Т.Токомбаева Аалы Токомбаев
К.Маликов выехал раньше: «Джене, суйунчу! Твои родичи едут проведать
Аалыке!».
Маму трудно было чем-то поставить в тупик. Она всегда находила выход из
положения. И тут не ударила в грязь лицом. Сумела-таки принять большое количество
«своих родичей».
Маликов громко спорил с гостями, уверяя, что любой кыргыз наизусть знает
эпос «Манас». Ауэзов обратился к манасчи Саякбаю Каралаеву: «Саке, кыргызы
говорят, что казахи хвастуны, но я вижу, что кыргызы еще большие хвастуны!».
Раздался смех. «Я докажу сейчас, позову любого мальчишку со двора, – горячился
Маликов и тут же, подойдя к окну, крикнул: «Эй, балдар! Ай Сары бала бери келчи!..»

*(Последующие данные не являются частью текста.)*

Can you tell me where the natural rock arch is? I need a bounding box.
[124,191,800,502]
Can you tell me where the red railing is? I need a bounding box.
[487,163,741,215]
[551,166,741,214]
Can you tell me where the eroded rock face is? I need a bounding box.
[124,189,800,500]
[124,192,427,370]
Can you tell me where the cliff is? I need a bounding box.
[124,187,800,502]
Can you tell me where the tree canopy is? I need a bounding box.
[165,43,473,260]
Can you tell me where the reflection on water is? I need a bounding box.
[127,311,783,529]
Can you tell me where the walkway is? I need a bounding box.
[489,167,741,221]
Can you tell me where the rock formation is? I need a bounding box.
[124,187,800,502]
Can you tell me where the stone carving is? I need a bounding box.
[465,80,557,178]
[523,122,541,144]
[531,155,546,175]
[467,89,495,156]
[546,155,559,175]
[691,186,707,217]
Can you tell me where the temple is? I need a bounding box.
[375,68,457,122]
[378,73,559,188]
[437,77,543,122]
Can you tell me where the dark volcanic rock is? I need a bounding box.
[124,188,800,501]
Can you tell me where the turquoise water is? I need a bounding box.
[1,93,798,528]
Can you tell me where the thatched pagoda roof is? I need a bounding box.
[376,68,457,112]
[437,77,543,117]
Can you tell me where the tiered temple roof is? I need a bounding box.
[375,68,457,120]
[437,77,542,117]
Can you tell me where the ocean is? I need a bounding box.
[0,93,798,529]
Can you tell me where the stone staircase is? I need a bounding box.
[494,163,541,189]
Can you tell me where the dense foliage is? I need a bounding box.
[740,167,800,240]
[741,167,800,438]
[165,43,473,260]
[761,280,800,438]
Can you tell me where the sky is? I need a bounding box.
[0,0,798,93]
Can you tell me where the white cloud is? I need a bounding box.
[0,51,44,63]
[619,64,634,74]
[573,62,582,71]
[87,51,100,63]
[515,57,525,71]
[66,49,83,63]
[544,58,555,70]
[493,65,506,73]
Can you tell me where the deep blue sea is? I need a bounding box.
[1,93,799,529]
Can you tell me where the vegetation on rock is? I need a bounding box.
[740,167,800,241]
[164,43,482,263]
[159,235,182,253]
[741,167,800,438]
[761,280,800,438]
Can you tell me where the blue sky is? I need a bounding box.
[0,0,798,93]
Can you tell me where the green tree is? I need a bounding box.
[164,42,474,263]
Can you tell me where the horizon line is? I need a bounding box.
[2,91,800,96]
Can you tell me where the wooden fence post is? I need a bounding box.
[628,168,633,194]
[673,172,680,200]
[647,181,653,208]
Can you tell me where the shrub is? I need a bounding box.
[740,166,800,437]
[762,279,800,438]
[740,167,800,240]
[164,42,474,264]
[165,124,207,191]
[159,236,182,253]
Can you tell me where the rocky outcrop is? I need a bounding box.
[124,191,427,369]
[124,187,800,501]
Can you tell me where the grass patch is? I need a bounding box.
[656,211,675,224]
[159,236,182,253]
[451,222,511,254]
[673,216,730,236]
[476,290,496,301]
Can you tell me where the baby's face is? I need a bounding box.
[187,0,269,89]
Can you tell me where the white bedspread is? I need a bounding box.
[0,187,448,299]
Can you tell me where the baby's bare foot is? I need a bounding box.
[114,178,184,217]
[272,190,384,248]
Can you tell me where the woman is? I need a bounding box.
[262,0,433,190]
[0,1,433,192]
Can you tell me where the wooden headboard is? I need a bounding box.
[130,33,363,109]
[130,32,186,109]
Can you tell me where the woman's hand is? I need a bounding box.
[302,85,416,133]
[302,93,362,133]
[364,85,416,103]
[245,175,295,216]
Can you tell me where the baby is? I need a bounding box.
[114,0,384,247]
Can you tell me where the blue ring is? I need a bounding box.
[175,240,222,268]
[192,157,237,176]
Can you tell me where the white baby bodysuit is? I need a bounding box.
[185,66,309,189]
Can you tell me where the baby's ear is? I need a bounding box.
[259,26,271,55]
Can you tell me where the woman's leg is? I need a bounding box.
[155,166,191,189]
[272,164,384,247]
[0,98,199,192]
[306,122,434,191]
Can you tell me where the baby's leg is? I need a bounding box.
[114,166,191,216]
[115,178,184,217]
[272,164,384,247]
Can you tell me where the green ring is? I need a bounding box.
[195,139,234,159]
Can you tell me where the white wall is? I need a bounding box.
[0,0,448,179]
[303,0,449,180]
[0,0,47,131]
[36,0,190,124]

(«Эй, рыжий, подойди сюда! Ты знаешь «Манас»?»). «Конечно, знаю», – без зазрения
совести отвечал «первый попавшийся мальчишка» – это был мой младший братик
Улан.
–
Рассказать можешь?
–
Могу!
–
Так давай, рассказывай!
Улан начал рассказывать, жестикулируя, как настоящий манасчи. Пятилетнего
ребенка все слушали с таким вниманием, будто это был действительно манасчи. Папа
улыбался в свои усы, а Маликов торжествовал. «Манас» в исполнении Улана длился 3-
4 минуты. Маликов остановил его: «Ладно, иди, тебя ждут друзья, я продолжу», – и с
места в карьер стал рассказывать дальше. Даже Саякбай Каралаев был удивлён и
безмерно доволен. Никто не знал, что Улан – сын Аалыке, а отрывок из «Манаса» его
научил декламировать сам Маликов…
По крайней мере, два раза в год в нашем доме собирались акыны–аксакалы
Калык Акиев, Осмонкул Болобалаев, Молдабасан Мусурманкулов и другие. Это стало
традицией, и если время обычного «чаепития» по какой-либо причине задерживалось,
то кто-нибудь из аксакалов напоминал маме при встрече: «Келин, мы что-то давно не
пили твой чай!».
Но шли годы, уходили корифеи – носители и хранители древних легенд и
мифов… Серьёзно заболела мама. Сказались тревога за отца, посаженного в тюрьму,
страх за будущее детей «врага народа», ожидание смерти в ожоговом отделении,
тяжёлый труд во время войны, чтобы её дети и её Поэт не знали нужды… Да и
послевоенные гонения отца и её страх повторения 37-39-х годов сделали свое чёрное
дело. В нашем доме поселилась грусть…
А ведь ещё недавно в доме звенел весёлый смех, к праздникам белили наши
«апартаменты», мама пекла пироги, и во всём доме стоял особый запах – запах радости,
запах счастья…
Особенно любимым праздником был Новый год. Приходили, хоть на минутку,
друзья наших родителей, сотрудники… Женщины, работающие в Союзе писателей, –
тетя Клава, Валентина Петровна, Рива Григорьевна, – надев на себя маски, с хохотом
заходили к нам, детям, чтобы покружиться вокруг ёлки. Папа наряжался дедом
Морозом, а мама – Снегурочкой. Даже в тяжёлые военные годы мама ухитрялась
делать подарки. Сахар, полученный по карточкам, она понемногу копила, а затем
варила из него конфеты. Из кукурузной муки пекла пряники. Обязательно на ёлку
приглашались дети друзей и соседские дети. Всех мама одаривала своими подарками…
Был ли мой отец влюбчивым, как все поэты? Не знаю. О его увлечениях
говорили разное. Мне было лет 10-11, когда на Дзержинке нас остановила какая-то
мамина знакомая. Я не помню её имени, но знаю, что она была женой министра
Шахназарова. Я, подросток, тогда поняла только, что мамина знакомая говорит о моём
отце и какой-то женщине. Я хорошо запомнила твёрдые слова мамы: «…Я горжусь, что
моим мужем увлекаются. И не только она, а многие. Зачем мне был бы нужен мужчина,
который никому не симпатичен?.. Так и передай своим сплетницам…». И мы ушли.